’"Don’t think yourself Emperor of Britain already,” a fellow shouted. I knocked him over with the butt of my spear, and explained to these Roman-born Romans that, if there were any further trouble, we should go on with one man short. And, by the Light of the Sun, I meant it too! My raw Gauls at Clausentum had never treated me so.
’Then, quietly as a cloud, Maximus rode out of the fern (my Father behind him), and reined up across the road. He wore the Purple, as though he were already Emperor; his leggings were of white buckskin laced with gold.
’My men dropped like—like partridges.
’He said nothing for some time, only looked, with his eyes puckered. Then he crooked his forefinger, and my men walked—crawled, I mean—to one side.
’"Stand in the sun, children,” he said, and they formed up on the hard road.
’"What would you have done,” he said to me, “if I had not been here?”
’"I should have killed that man,” I answered.
’"Kill him now,” he said. “He will not move a limb.”
’"No,” I said. “You’ve taken my men out of my command. I should only be your butcher if I killed him now.” Do you see what I meant?’ Parnesius turned to Dan.
‘Yes,’ said Dan. ‘It wouldn’t have been fair, somehow.’
‘That was what I thought,’ said Parnesius. ’But Maximus frowned. “You’ll never be an Emperor,” he said. “Not even a General will you be.”
’I was silent, but my Father seemed pleased.
’"I came here to see the last of you,” he said.
’"You have seen it,” said Maximus. “I shall never need your son any more.

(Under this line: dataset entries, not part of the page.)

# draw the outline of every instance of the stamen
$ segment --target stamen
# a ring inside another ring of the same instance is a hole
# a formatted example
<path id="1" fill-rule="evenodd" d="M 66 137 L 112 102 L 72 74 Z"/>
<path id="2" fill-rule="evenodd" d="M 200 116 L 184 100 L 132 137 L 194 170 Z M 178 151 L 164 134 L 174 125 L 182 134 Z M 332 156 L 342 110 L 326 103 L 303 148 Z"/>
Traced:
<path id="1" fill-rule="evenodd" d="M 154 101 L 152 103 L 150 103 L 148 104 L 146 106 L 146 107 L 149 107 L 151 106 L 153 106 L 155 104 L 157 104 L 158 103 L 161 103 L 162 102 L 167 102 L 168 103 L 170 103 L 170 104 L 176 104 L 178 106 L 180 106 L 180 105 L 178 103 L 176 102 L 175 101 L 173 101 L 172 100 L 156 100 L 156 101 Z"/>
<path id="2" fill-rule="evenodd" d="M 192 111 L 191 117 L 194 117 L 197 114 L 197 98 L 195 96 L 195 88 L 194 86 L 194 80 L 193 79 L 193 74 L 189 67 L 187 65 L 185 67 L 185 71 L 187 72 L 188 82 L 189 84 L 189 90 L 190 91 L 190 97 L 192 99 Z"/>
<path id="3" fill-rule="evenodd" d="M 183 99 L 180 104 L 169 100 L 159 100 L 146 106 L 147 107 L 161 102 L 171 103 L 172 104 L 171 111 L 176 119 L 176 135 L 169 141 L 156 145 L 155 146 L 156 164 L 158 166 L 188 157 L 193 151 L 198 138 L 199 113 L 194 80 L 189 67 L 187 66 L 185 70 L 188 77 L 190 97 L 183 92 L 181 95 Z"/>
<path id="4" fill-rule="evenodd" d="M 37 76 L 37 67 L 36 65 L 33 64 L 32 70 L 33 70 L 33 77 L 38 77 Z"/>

He will live and he will die an officer of a Legion—and he might have been Prefect of one of my Provinces. Now eat and drink with us,” he said. “Your men will wait till you have finished.”
’My miserable thirty stood like wine-skins glistening in the hot sun, and Maximus led us to where his people had set a meal. Himself he mixed the wine.
’"A year from now,” he said, “you will remember that you have sat with the Emperor of Britain—and Gaul.”
’"Yes,” said the Pater, “you can drive two mules—Gaul and Britain.”
’"Five years hence you will remember that you have drunk”—he passed me the cup and there was blue borage in it—“with the Emperor of Rome!”
’"No; you can’t drive three mules. They will tear you in pieces,” said my Father.
’"And you on the Wall, among the heather, will weep because your notion of justice was more to you than the favour of the Emperor of Rome.”
’I sat quite still. One does not answer a General who wears the Purple.
’"I am not angry with you,” he went on; “I owe too much to your Father——”
’"You owe me nothing but advice that you never took,” said the Pater.
’”——to be unjust to any of your family. Indeed, I say you may make a good Tribune, but, so far as I am concerned, on the Wall you will live, and on the Wall you will die,” said Maximus.